Partnerships Affect Academic and Behavioral Results
The bottom line in most education reform is student achievement. We all want to know: How do partnerships affect student success?
This study showed that, after taking into account teens’ socioeconomic status, family structure, gender, race/ethnicity, and the powerful influence of students’ prior achievement, various parenting, volunteering, learning at home, and decision making activities positively influenced students’ English and math report card grades, course credits completed, attendance, good behavior, and how well-prepared students were when they came to class.
When parents attended college-planning workshops or when parents and teens talked about college, teens earned higher grades and completed more course credits. When parents attended school activities with their teens, students had better attendance and behavior. Additionally, the more time that parents and teens spent together, the better behaved students were and the more prepared students were for class.

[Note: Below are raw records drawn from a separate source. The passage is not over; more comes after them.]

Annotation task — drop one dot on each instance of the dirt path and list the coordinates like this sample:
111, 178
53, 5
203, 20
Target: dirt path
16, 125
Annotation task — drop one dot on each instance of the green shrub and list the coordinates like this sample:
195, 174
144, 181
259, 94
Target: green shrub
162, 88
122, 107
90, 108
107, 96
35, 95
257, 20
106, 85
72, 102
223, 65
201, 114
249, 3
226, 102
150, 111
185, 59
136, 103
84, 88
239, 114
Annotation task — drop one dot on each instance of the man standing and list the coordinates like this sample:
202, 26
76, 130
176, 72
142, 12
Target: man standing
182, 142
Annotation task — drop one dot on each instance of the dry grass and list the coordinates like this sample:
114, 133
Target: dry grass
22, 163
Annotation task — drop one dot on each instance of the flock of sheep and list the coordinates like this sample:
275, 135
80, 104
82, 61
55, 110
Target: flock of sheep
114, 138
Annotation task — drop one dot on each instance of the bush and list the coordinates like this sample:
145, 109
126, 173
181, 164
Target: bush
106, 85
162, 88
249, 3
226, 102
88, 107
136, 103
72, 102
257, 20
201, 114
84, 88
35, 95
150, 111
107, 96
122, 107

High School Outreach Increases Family Involvement
This study also tested how high schools’ outreach influenced fourteen different family-school partnership indicators. According to parents of high school seniors, when high schools reached out, parents were more involved. For example:
When high school staff contacted parents about teens’ plans after high school, parents were more likely to attend postsecondary planning workshops and talked more frequently with their teens about college.
When high school staff gave information to parents about how to help teens study, parents worked more often with their teens on homework.
When high school staff contacted parents about teens’ academic programs, course selections, and plans after high school, parents talked with their teens more often about school.
High schools have the capacity to change the way that families support teens’ school success. When high schools reach out to involve families, families are more likely to be involved in ways that support teens’ success through the last year of high school.
From: Simon, B. S. (2000). Predictors of high school and family partnerships and the influence of partnerships on student success. Dissertation in Sociology, Johns Hopkins University, Baltimore, MD.